The health benefits of eating Kuttu Ka Aata during the Navratri season

March 28, 2017

New Delhi, 28th March 2017: Navratri is the detoxification of a person’s body, mind and soul. During this time wheat flour is omitted from a person’s diet and replaced with buckwheat flour or kuttu ka aata to help cleanse one’s body. Buckwheat is not a cereal grain butis derived from fruits and hence is a good substitute for cereals.

Explaining the health benefits of buckwheat flour Padma Shri Awardee Dr KK Aggarwal, National President, Indian Medical Association (IMA) said, “Kuttu Ka Aata or buckwheat flour is extremely high in protein and is a wonderful substitute for those who are allergic to gluten (found in wheat).It is rich in magnesium, vitamin B, iron, calcium, zinc, copper, manganese and phosphorus. It also contains phytonutrient rutin, which lowers cholesterol and blood pressure. It is also recommended to patients suffering from celiac disease.”

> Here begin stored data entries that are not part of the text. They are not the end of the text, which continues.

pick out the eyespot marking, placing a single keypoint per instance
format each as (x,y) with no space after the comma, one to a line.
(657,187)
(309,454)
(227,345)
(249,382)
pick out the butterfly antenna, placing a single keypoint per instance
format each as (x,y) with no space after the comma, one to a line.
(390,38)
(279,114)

As the buckwheat hulls are hard to chew, traditionally they are soaked for about six hours and then cooked to make them softer and easily digestible.As the flour is gluten-free, a potato is used to bind the flour together. It is important to remember that we should not make pooris with hydrogenated oils or vanaspati as doing so will take away all the medical benefits of consuming buckwheat flour.Pooris made from buckwheats flour are crunchier than the normal wheat flour pooris. Instead of poori or pakodas (fried items) made from kuttuatta (buckwheat flour), eat kuttuki roti.One can also prepare idli from the kuttuatta (buckwheat flour) and dosa from the samak rice

Some health benefits of consuming Kuttu Ka Atta are :

  1. Kuttu is 75% of complex carbohydrates and 25% of high quality protein, which makes it an ideal food for weight loss.
  2. It also contains alpha linolenic acid, which enhances HDL cholesterol (“good” cholesterol) and controls LDL cholesterol (“bad” cholesterol).
  3. It is a good source of insoluble fiber and prevents occurrences of gallbladder stones. According to the American Journal of Gastroenterology, a 5 % increase in the insoluble fiber intake results in a 10% reduced risk of gall-bladder stones.
  4. Being high in fiber and with low glycemic index it is good substitute for diabetic patients. The glycemic Index for buckwheat is 47 (Low GI foods have a GI value less than 55; medium GI foods have a GI value between 55 and 69 and high GI foods have GI value greater than 70).
  5. The chiro-inositol present in the buckwheat has been identified as the diabetes-preventing component.

Buckwheat flour however is subjected to adulteration and it is important to purchase form a credible source. Leftover flour must also not be used from the previous year as it may lead to food poisoning.